WASHINGTON--In an experiment that may blur the line between therapeutic
and preventive medications, researchers from the University of
Wisconsin, Madison, plan to move a novel new compound to phase
II testing in advanced cancer patients.
Results from a phase I trial still in progress show "very
manageable, very low toxicity and some hints of response,"
Michael N. Gould, PhD, reported at the American Association of
Cancer Researchers (AACR) meeting.
The compound, perillyl alcohol, originally isolated from lavender
oil, is a monoterpene, one of a group of naturally occurring compounds
that Dr. Gould and his colleagues have explored with the aim of
finding a drug to do dual duty in prevention and treatment.

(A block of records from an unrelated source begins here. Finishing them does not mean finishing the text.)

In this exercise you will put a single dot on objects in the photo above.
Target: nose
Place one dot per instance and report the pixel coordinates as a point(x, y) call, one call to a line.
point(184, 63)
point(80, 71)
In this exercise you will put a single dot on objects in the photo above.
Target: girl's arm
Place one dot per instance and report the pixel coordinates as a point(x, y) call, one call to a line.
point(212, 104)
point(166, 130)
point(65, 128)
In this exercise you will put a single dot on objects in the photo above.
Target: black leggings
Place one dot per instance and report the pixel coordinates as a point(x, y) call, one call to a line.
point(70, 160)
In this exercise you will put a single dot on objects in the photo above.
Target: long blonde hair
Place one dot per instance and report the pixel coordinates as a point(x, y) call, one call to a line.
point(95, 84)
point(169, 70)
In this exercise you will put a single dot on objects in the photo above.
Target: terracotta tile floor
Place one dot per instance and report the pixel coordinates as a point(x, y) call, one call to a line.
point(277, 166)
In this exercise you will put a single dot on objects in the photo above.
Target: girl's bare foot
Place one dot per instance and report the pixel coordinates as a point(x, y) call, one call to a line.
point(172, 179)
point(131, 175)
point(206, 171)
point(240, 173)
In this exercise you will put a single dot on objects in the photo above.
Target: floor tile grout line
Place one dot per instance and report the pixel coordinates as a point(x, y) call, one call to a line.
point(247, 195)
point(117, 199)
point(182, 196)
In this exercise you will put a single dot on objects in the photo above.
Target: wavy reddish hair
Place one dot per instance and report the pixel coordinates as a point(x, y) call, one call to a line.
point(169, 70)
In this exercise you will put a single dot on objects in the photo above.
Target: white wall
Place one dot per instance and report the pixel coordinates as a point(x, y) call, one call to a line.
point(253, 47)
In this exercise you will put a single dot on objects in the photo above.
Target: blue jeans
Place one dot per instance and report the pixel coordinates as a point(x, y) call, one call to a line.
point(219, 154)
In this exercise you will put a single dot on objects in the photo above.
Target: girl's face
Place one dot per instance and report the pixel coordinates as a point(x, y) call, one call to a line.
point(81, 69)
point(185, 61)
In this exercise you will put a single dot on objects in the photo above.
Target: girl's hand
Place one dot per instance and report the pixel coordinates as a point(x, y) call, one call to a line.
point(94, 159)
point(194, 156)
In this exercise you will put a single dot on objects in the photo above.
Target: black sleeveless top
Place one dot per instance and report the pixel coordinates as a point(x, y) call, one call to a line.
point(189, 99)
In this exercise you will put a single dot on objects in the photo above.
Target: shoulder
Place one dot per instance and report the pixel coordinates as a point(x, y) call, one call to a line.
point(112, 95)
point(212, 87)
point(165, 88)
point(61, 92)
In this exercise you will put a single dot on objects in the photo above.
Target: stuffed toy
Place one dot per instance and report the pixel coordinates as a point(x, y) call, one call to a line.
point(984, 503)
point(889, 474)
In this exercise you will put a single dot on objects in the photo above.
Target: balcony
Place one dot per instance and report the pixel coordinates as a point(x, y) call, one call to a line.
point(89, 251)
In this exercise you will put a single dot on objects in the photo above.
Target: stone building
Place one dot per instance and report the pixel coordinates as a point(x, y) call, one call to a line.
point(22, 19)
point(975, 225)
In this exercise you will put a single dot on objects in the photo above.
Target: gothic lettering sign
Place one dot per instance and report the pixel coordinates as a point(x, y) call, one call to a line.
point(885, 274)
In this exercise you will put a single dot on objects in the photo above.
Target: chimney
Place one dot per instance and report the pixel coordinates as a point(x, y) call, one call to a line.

Since precancerous cells and fully malignant cells share many
characteristics, cells in either state might respond to a single
agent, the team suggests.
"What we're starting to look at is a continuum between chemoprevention
and chemotherapy," said Dr. Gould, professor of human oncology.
"In chemotherapy, we're beginning to see that some of the
same targets that might be useful for preventing cancer might
also be useful for treating cancer. The idea is to take advantage
of this continuum."
The Wisconsin researchers have found that perillyl alcohol and
other monoterpenes can induce programmed cell death (apoptosis).
The biochemical mechanism involves degrading a growth factor necessary
for cell division and activating a factor that causes cells to
differentiate and stop dividing.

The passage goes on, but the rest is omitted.